ИСПОВЕДЬ

ИСПОВЕДЬ

Умолк простивший мне грехи.

Лиловый сумрак гасит свечи,

И темная епитрахиль

Накрыла голову и плечи.

Не тот ли голос: «Дева! встань…»

Удары сердца чаще, чаще.

Прикосновение сквозь ткань

Руки, рассеянно крестящей.

1911

Царское Село

* * *

Приятели Николая Степановича, даже те, кому его выбор показался неудачным, все-таки признавали, что у юной мадам Гумилевой необычная внешность («походила на египетскую плясунью») и удивительное «гибкое змеиное тело». Да она и сама не упускала случая продемонстрировать сказочную гибкость. В Слепневе Николай Степанович даже поставил для жены цирковой аттракцион: женщина-змея. После этого читалось стихотворение про змею.

* * *

В комнате моей живет красивая

Медленная черная змея;

Как и я, такая же ленивая

И холодная, как я.

Вечером слагаю сказки чудные

На ковре у красного огня,

А она глазами изумрудными

Равнодушно смотрит на меня.

Ночью слышат стонущие жалобы

Мертвые, немые образа…

Я иного, верно, пожелала бы,

Если б не змеиные глаза.

Только утром снова я, покорная,

Таю, словно тонкая свеча…

И тогда сползает лента черная

С низко обнаженного плеча.

1910

* * *

Ты поверь, не змеиное острое жало,

А тоска мою выпила кровь.

В белом поле я тихою девушкой стала,

Птичьим голосом кличу любовь.

И давно мне закрыта дорога иная,

Мой царевич в высоком кремле.

Обману ли его, обману ли? – Не знаю!

Только ложью живу на земле.

Не забыть, как пришел он со мною проститься.

Я не плакала: это судьба.

Ворожу, чтоб царевичу ночью присниться,

Но бессильна моя ворожба.

Оттого ль его сон безмятежен и мирен,

Что я здесь у закрытых ворот,

Иль уже светлоокая, нежная Сирин

Над царевичем песню поет?

<<27 февраля>> 1912

* * *

В. Срезневской

Жрицами божественной бессмыслицы

Назвала нас дивная судьба,

Но я точно знаю – нам зачислятся

Бденья у позорного столба,

И свиданье с тем, кто издевается,

И любовь к тому, кто не позвал…

Посмотри туда – он начинается,

Наш кроваво-черный карнавал.

1910-е годы

Царское Село

* * *

Как ни привыкла Анна Андреевна к утратам, смерть Валерии Сергеевны в 1964 г. ее ошеломила:

. . . .

Почти не может быть, ведь ты была всегда:

В тени блаженных лип, в блокаде и в больнице,

В тюремной камере и там, где злые птицы,

И травы пышные, и страшная вода.

О, как менялось все, но ты была всегда,

И мнится, что души отняли половину,

Ту, что была с тобой, – в ней знала я причину

Чего-то главного. И все забыла вдруг…

* * *

По всей вероятности, памяти Валерии Сергеевны Тюльпановой-Срезневской посвящено и горестное четверостишие, затерявшееся в ахматовских бумагах 60-х годов:

Ты любила меня и жалела,

Ты меня как никто поняла.

Так зачем же твой голос и тело

Смерть до срока у нас отняла?

И слава лебедью плыла

Сквозь золотистый дым. —

А ты, любовь, всегда была

Отчаяньем моим.

* * *

В 1912 году вышел мой первый сборник стихов – «Вечер». Напечатано было всего триста экземпляров. Критика отнеслась к нему благосклонно…

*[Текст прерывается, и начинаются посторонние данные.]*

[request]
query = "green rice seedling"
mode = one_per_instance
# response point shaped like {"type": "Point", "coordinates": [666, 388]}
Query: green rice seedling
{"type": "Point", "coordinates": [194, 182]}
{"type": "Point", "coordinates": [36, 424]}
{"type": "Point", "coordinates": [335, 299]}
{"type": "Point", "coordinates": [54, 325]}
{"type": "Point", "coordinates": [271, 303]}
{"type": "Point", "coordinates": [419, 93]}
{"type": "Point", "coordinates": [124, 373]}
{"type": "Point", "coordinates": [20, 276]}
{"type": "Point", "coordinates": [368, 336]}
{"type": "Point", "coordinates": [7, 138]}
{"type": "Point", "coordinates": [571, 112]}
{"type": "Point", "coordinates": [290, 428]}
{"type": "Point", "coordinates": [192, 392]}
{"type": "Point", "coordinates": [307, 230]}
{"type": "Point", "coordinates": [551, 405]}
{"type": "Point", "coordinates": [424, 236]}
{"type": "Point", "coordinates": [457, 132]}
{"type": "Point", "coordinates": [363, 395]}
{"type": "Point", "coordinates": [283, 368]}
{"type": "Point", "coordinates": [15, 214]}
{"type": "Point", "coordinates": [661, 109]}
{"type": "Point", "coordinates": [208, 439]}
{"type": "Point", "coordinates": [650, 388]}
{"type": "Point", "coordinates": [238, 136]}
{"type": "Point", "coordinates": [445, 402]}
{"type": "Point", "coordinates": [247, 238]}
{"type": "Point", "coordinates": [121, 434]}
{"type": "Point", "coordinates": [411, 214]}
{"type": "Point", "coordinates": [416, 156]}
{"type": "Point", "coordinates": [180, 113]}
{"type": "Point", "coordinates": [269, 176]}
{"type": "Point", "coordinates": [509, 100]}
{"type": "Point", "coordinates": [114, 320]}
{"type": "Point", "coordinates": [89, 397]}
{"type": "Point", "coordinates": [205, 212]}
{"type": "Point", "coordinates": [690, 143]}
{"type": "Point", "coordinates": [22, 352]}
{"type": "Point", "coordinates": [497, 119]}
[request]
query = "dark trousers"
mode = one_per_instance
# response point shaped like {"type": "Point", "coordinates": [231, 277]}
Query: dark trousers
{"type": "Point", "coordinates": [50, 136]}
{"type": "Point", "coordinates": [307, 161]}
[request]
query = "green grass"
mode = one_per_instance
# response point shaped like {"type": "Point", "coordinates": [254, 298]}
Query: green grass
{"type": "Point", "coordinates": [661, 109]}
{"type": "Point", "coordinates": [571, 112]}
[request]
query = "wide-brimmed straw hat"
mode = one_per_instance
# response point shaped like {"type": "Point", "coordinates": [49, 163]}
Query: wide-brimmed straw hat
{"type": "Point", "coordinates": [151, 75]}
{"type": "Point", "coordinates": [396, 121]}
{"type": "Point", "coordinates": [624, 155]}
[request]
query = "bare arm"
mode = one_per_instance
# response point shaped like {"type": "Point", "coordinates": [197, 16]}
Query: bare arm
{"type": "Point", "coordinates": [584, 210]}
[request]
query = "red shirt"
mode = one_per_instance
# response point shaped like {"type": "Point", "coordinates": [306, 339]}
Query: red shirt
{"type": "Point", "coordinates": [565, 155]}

В марте 1914 года вышла вторая книга – «Четки». Жизни ей было отпущено примерно шесть недель. В начале мая петербургский сезон начинал замирать, все понемногу разъезжались. На этот раз расставание с Петербургом оказалось вечным. Мы вернулись не в Петербург, а Петроград, из XIX века сразу попали в ХХ, все стало иным, начиная с облика города. Казалось, маленькая книга любовной лирики начинающего автора должна была потонуть в мировых событиях. Время распорядилось иначе.

Анна Ахматова. «Коротко о себе»

Как уже упоминалось, Гумилев уехал в Абиссинию в сентябре 1910-го, а вернулся только в марте 1911 года. Первый свой замужний Новый год Анна встречала «соломенной вдовушкой». Впрочем, молодую свою «полуброшенность» Ахматова вспоминала с удовольствием: она обязана была ей «Вечером», на котором в 1958 г. как бы сделала такую надпись:

Он не траурный, он не мрачный,

Он почти как сквозной дымок,

Полуброшенной новобрачной

Черно-белый легкий венок.

А под ним тот профиль горбатый.

И парижской челки атлас.

И зеленый, продолговатый,

Очень зорко видящий глаз.

У этого стихотворения несколько названий: рисунок на книге стихов, рисунок на книге «Вечер», портрет автора в молодости; Анна Андреевна, видимо, долго искала подходящее имя для своего автопортрета в зеркале, пока не остановилась на самом нейтральном – «Рисунок на книге стихов».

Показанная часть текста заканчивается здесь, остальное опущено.